Guardan silencio hasta que el
shishero
repone la cazoleta con el tabaco. Diana se toma su tiempo.
—Hay algo más —confiesa, al fin—. Les conocí. Les vi una vez, en una fiesta que ofrecieron en su casa de Barcelona, la del accidente. Y sé lo que vi. Puede que Oriol fuera un tipo sin escrúpulos que se apoderaba de cuanto le venía en gana, sin importarle a quién perjudicara. Era un adulto malcriado y bastante grosero. Y, muy probablemente, un estafador y un bocazas. Pero cuando Marga le chistaba lo más mínimo desde su silla de ruedas, iba hacia su mujer como un cachorro. Me fijé en su forma de mirarla cuando ella no se daba cuenta. Como si temiera que fuera a romperse del todo, con una devoción poco común en un hombre de sus características. Como si recordara el breve tiempo en que la tuvo, físicamente entera. Podía arrodillarse y hundir la cabeza en su regazo, sin importarle quién estuviera delante, o tomarla en brazos y ponerse a dar vueltas, bailando al compás de una melodía que despertaba en su memoria común una emoción que nadie más podía compartir. Eran una pareja. Indestructible. Unidos por la fortuna y la desgracia. Todo lo demás… negocios turbios, asuntos de faldas… Estoy segura de que ella era su cómplice y su amiga. También de que algo de Marga murió con Oriol. Lo afirma Roxana, que no es ninguna ingenua y que la quiere como a una hermana.
Derrotado en apariencia —pero con un fruncido lateral de labios típico de quien no las tiene todas consigo—, Fattush propone:
—Sigamos con la lista.
—Soy incapaz de atacarla sin otra copa.
Fattush ordena un whisky para ella y, para él, un coñac.
—La noche será larga —comenta.
Y no parece lamentarlo.
—Aparte de Roxana y Marga, tenemos al doctor Joan Creus, un amigo de la infancia de Oriol. Fueron juntos al colegio, y más adelante Laclau lo metió en el equipo médico del Barça. Según Roxana es como de la familia, y desde que Marga se quedó discapacitada la ayudó mucho a superar su desgracia y a que encontrara, dentro de sus limitaciones, la forma de sacar el máximo partido de su situación. Digo yo que no es lo mismo ser una millonaria en silla de ruedas que tener parálisis y ser pobre en El Cairo, y que la familia te siente cada día a la entrada de Jan el-Jalili para que ejerzas de mendiga.

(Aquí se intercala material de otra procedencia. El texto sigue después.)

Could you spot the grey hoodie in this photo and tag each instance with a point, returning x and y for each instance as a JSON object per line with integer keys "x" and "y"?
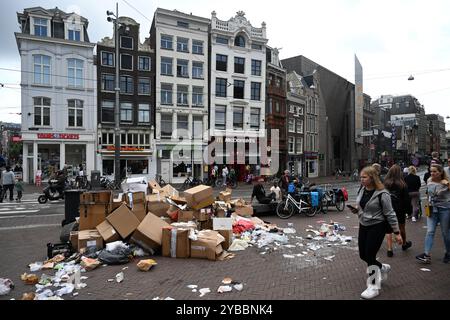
{"x": 373, "y": 213}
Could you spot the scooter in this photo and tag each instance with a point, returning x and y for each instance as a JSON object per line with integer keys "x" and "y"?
{"x": 51, "y": 192}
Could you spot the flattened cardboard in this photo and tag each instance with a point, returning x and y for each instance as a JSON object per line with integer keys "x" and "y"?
{"x": 123, "y": 220}
{"x": 179, "y": 237}
{"x": 148, "y": 234}
{"x": 107, "y": 231}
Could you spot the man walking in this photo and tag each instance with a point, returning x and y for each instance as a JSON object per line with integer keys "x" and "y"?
{"x": 8, "y": 180}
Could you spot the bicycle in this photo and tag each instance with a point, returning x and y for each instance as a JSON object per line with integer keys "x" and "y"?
{"x": 285, "y": 208}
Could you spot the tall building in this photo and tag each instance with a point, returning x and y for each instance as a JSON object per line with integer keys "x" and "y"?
{"x": 181, "y": 45}
{"x": 238, "y": 93}
{"x": 58, "y": 93}
{"x": 136, "y": 100}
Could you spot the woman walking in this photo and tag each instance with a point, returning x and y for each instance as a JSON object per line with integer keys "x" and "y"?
{"x": 401, "y": 204}
{"x": 439, "y": 198}
{"x": 375, "y": 212}
{"x": 413, "y": 183}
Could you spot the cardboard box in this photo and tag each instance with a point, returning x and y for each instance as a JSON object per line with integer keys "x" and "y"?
{"x": 107, "y": 231}
{"x": 123, "y": 220}
{"x": 89, "y": 238}
{"x": 148, "y": 234}
{"x": 185, "y": 216}
{"x": 222, "y": 224}
{"x": 73, "y": 238}
{"x": 244, "y": 211}
{"x": 228, "y": 235}
{"x": 198, "y": 195}
{"x": 175, "y": 242}
{"x": 207, "y": 246}
{"x": 91, "y": 215}
{"x": 138, "y": 204}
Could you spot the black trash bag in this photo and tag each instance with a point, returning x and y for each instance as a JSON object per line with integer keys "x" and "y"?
{"x": 65, "y": 232}
{"x": 117, "y": 256}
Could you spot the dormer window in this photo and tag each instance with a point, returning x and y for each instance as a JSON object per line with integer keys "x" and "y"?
{"x": 239, "y": 41}
{"x": 40, "y": 27}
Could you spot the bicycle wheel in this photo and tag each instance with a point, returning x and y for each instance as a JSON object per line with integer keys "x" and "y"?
{"x": 285, "y": 211}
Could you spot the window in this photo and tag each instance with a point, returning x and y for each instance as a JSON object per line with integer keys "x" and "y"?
{"x": 254, "y": 118}
{"x": 182, "y": 68}
{"x": 75, "y": 113}
{"x": 182, "y": 44}
{"x": 74, "y": 34}
{"x": 126, "y": 85}
{"x": 197, "y": 96}
{"x": 182, "y": 95}
{"x": 126, "y": 112}
{"x": 291, "y": 125}
{"x": 108, "y": 111}
{"x": 255, "y": 91}
{"x": 75, "y": 72}
{"x": 239, "y": 89}
{"x": 291, "y": 144}
{"x": 144, "y": 63}
{"x": 299, "y": 146}
{"x": 256, "y": 67}
{"x": 40, "y": 27}
{"x": 222, "y": 40}
{"x": 166, "y": 94}
{"x": 239, "y": 65}
{"x": 144, "y": 113}
{"x": 238, "y": 118}
{"x": 299, "y": 126}
{"x": 256, "y": 46}
{"x": 107, "y": 59}
{"x": 126, "y": 62}
{"x": 166, "y": 42}
{"x": 166, "y": 125}
{"x": 239, "y": 41}
{"x": 197, "y": 47}
{"x": 41, "y": 69}
{"x": 182, "y": 24}
{"x": 166, "y": 66}
{"x": 126, "y": 42}
{"x": 144, "y": 86}
{"x": 221, "y": 62}
{"x": 197, "y": 70}
{"x": 221, "y": 87}
{"x": 108, "y": 82}
{"x": 41, "y": 111}
{"x": 221, "y": 112}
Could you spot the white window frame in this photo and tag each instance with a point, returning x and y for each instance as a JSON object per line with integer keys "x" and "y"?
{"x": 132, "y": 61}
{"x": 75, "y": 108}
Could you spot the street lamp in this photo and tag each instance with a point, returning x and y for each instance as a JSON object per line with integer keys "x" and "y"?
{"x": 117, "y": 90}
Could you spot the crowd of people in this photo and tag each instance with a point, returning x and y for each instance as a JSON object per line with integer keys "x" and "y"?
{"x": 383, "y": 206}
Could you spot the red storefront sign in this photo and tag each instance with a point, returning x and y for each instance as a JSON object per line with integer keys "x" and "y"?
{"x": 64, "y": 136}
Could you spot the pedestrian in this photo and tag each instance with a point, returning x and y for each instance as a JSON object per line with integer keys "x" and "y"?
{"x": 8, "y": 180}
{"x": 277, "y": 191}
{"x": 19, "y": 189}
{"x": 413, "y": 183}
{"x": 401, "y": 203}
{"x": 439, "y": 198}
{"x": 375, "y": 213}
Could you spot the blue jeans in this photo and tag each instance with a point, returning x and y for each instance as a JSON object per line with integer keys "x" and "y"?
{"x": 441, "y": 215}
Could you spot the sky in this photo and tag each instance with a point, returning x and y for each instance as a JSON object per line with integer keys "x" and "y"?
{"x": 393, "y": 39}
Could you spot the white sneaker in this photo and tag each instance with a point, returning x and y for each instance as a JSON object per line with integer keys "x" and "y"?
{"x": 370, "y": 293}
{"x": 385, "y": 271}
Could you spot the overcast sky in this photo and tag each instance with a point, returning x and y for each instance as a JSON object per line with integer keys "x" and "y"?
{"x": 392, "y": 39}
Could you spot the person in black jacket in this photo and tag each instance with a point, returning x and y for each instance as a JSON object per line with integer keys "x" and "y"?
{"x": 260, "y": 193}
{"x": 413, "y": 183}
{"x": 401, "y": 203}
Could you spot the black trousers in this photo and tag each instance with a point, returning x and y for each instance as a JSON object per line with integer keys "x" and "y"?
{"x": 370, "y": 240}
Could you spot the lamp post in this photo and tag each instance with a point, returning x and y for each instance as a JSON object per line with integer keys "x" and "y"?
{"x": 117, "y": 90}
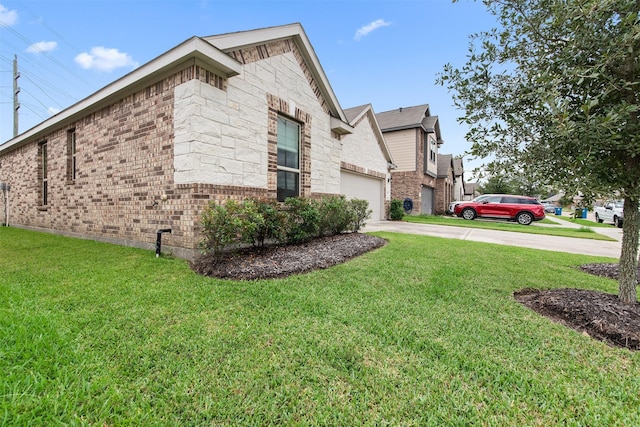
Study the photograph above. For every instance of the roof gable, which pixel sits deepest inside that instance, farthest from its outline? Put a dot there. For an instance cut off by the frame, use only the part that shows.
(417, 116)
(356, 114)
(194, 50)
(445, 165)
(403, 117)
(237, 41)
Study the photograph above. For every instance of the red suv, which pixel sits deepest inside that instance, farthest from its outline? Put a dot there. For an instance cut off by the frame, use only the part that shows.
(522, 209)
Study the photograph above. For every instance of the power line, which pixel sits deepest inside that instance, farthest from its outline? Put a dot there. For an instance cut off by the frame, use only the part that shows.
(46, 55)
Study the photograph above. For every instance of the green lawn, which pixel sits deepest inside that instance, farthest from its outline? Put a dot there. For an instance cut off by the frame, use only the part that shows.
(424, 331)
(584, 232)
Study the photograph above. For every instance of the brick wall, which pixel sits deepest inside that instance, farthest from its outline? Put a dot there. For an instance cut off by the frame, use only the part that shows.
(124, 188)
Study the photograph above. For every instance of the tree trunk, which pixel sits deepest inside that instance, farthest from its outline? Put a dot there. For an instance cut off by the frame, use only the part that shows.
(629, 255)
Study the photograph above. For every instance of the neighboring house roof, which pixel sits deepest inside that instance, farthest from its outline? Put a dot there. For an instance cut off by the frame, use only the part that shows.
(354, 114)
(458, 168)
(470, 188)
(410, 117)
(211, 51)
(445, 163)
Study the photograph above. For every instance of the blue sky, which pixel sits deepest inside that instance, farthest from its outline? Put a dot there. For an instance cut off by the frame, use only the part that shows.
(386, 53)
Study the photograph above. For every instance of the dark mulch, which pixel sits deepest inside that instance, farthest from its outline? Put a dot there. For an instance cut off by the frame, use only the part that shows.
(284, 260)
(600, 315)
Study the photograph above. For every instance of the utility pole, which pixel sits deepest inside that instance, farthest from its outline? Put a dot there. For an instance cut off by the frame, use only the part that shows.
(16, 90)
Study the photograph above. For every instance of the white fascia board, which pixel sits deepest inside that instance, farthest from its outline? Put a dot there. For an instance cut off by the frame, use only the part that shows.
(234, 41)
(380, 136)
(194, 49)
(340, 127)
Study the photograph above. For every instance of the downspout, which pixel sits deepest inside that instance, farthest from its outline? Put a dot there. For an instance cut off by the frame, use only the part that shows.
(5, 195)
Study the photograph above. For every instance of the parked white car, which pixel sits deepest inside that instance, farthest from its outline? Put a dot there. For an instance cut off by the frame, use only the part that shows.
(610, 212)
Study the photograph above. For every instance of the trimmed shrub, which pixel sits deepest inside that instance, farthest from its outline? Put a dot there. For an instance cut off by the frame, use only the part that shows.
(396, 211)
(222, 225)
(270, 222)
(359, 213)
(335, 215)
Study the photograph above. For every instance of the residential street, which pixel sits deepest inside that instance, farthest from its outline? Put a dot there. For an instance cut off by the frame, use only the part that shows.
(535, 241)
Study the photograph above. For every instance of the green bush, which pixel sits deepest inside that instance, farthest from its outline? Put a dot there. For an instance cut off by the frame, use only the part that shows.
(335, 215)
(303, 220)
(360, 212)
(222, 226)
(258, 221)
(270, 222)
(396, 211)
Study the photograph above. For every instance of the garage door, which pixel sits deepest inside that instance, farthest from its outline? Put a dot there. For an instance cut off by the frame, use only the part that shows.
(355, 186)
(427, 201)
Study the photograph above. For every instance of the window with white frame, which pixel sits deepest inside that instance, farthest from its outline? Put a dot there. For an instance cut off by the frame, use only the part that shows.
(71, 155)
(288, 159)
(433, 150)
(44, 184)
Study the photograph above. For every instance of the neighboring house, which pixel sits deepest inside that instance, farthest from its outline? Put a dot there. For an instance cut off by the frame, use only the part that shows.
(413, 137)
(246, 114)
(365, 162)
(458, 184)
(444, 184)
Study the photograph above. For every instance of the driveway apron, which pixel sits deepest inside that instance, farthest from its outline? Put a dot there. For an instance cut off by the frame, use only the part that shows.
(534, 241)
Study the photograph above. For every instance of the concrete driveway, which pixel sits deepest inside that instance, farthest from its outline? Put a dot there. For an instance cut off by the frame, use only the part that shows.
(535, 241)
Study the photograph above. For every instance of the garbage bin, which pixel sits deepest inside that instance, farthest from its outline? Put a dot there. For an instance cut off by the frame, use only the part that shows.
(581, 213)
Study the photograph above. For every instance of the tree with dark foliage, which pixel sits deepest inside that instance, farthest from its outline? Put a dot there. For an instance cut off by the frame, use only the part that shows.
(557, 87)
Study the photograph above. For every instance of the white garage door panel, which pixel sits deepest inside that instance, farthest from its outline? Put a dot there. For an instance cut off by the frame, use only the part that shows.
(355, 186)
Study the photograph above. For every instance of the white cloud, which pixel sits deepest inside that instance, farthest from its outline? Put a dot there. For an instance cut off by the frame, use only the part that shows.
(364, 31)
(42, 47)
(7, 17)
(103, 59)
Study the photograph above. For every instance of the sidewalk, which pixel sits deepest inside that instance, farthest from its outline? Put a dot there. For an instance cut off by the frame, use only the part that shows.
(535, 241)
(563, 220)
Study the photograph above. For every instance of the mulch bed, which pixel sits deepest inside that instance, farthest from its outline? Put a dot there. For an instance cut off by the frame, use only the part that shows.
(600, 315)
(285, 260)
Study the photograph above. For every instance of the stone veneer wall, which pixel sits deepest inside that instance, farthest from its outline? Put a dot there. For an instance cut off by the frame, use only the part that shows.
(124, 188)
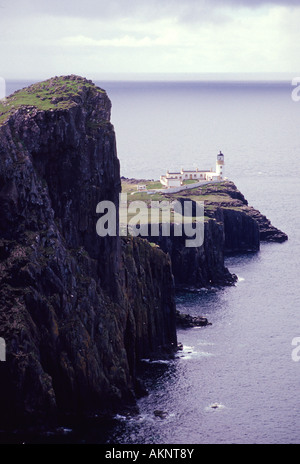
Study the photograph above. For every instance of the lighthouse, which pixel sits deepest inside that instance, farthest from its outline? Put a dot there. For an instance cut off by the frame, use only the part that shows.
(220, 165)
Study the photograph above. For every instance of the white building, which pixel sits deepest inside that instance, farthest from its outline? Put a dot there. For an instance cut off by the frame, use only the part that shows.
(176, 179)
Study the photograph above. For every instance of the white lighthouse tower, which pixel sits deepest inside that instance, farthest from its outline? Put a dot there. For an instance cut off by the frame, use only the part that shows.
(220, 165)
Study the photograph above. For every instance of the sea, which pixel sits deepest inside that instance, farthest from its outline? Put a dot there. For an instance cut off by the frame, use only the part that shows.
(236, 381)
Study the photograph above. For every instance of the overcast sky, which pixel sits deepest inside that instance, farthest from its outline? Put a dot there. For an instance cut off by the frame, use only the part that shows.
(43, 38)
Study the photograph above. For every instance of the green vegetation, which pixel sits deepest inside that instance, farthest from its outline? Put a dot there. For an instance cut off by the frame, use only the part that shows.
(54, 93)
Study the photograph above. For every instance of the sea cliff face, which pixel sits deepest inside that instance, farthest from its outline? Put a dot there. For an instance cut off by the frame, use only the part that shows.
(77, 311)
(231, 226)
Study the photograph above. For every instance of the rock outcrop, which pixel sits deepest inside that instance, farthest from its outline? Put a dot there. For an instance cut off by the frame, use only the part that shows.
(231, 226)
(77, 311)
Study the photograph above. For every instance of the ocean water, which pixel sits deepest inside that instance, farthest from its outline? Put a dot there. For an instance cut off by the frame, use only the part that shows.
(235, 381)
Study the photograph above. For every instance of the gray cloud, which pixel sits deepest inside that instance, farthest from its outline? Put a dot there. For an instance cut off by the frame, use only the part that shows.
(182, 10)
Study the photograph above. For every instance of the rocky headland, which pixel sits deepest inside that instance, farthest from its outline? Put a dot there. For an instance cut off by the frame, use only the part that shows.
(78, 311)
(231, 226)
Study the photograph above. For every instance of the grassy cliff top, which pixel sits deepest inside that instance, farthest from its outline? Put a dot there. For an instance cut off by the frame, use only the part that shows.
(55, 93)
(223, 192)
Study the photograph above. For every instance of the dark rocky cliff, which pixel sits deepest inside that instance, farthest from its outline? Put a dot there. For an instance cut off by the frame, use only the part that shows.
(77, 311)
(231, 226)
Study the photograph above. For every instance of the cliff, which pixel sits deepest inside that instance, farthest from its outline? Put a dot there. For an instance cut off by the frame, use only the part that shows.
(230, 226)
(77, 311)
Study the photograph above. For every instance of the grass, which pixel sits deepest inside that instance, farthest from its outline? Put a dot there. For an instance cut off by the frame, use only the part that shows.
(54, 93)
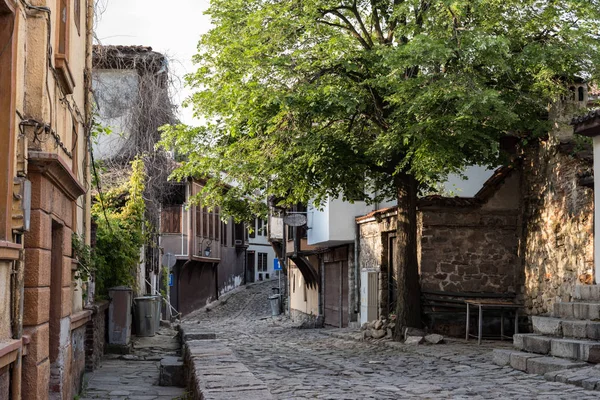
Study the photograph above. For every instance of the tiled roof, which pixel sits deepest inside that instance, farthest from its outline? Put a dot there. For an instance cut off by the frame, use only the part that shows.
(489, 188)
(124, 49)
(586, 117)
(376, 212)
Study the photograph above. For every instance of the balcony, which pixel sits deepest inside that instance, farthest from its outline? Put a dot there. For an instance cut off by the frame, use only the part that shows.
(174, 228)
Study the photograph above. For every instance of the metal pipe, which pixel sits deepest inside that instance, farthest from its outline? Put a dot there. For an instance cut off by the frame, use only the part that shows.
(356, 287)
(18, 293)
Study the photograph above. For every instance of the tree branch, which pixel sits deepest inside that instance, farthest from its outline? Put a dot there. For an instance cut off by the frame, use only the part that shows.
(348, 25)
(377, 22)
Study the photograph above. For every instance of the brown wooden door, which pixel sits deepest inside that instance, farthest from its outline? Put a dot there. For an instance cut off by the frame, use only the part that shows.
(336, 294)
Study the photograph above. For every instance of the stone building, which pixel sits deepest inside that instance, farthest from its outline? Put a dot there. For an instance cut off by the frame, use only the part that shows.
(45, 60)
(527, 235)
(131, 90)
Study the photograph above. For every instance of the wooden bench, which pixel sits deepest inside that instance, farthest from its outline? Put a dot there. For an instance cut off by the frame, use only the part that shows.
(449, 306)
(501, 305)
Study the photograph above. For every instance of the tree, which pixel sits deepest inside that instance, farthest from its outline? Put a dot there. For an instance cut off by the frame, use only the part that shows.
(308, 99)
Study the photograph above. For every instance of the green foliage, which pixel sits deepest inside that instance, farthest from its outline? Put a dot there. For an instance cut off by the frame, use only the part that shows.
(119, 236)
(84, 257)
(305, 99)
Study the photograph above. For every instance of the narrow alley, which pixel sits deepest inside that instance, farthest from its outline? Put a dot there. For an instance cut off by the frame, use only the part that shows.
(311, 363)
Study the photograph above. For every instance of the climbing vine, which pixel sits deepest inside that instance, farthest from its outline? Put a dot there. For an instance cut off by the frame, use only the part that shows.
(120, 233)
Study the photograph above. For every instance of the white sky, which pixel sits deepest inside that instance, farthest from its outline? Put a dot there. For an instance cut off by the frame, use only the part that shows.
(172, 28)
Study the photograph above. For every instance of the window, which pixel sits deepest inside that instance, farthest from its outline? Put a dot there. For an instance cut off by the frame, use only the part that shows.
(224, 234)
(216, 222)
(170, 219)
(208, 223)
(77, 16)
(63, 27)
(262, 261)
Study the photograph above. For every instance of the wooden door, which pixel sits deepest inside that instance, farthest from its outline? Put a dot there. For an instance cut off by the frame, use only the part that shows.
(336, 294)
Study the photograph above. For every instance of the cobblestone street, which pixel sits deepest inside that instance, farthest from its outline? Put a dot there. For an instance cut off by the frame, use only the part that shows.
(135, 376)
(307, 363)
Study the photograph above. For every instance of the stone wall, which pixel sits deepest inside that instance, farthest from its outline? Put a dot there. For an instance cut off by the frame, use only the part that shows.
(469, 250)
(5, 382)
(95, 339)
(78, 339)
(558, 217)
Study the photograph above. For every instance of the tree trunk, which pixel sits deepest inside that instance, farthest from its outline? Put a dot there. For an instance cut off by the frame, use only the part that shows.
(408, 303)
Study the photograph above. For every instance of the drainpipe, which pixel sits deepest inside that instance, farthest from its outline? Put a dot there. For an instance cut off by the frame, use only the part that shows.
(17, 301)
(356, 269)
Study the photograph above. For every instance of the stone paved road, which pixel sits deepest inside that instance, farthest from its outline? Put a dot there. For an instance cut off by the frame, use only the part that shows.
(135, 377)
(306, 364)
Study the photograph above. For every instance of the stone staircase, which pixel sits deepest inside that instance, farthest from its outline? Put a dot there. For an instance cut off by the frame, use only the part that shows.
(564, 347)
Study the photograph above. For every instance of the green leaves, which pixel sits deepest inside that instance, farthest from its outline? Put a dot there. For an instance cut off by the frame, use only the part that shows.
(302, 100)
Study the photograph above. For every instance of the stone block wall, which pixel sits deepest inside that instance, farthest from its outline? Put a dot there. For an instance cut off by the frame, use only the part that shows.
(78, 339)
(95, 335)
(469, 250)
(558, 218)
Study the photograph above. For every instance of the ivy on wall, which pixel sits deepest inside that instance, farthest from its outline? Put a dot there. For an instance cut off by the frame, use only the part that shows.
(119, 214)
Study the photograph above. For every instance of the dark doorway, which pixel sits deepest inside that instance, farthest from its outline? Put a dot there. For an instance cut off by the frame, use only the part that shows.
(250, 271)
(7, 113)
(392, 276)
(56, 284)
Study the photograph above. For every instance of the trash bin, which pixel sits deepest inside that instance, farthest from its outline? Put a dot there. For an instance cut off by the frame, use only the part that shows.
(275, 306)
(144, 311)
(119, 315)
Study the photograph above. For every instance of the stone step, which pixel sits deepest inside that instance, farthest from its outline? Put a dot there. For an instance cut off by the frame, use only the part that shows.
(575, 349)
(583, 329)
(533, 363)
(587, 293)
(171, 372)
(575, 310)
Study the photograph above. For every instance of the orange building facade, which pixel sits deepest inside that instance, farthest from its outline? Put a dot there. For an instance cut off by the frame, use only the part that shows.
(45, 118)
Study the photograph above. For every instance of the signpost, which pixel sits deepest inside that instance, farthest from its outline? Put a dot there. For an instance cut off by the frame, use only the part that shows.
(277, 267)
(169, 261)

—No te pongas demagoga. A lo mejor esa pobre mujer es más querida por su familia de lo que tu aristócrata lo será en su vida.
—De acuerdo, el que no se conforma es porque no quiere. Sigo con el doctor. Cuando a Laclau le dio su primer jamacuco (dicen las malas lenguas que, en ambas ocasiones, por un exceso de cocaína combinado con alcohol), Creus se hizo cargo de la pareja. El empresario se repuso pronto en ambas ocasiones, pero desde entonces quiso tener al médico cerca y para siempre. Creus dejó su empleo en el club de fútbol y, desde entonces, no se separó de los Laclau.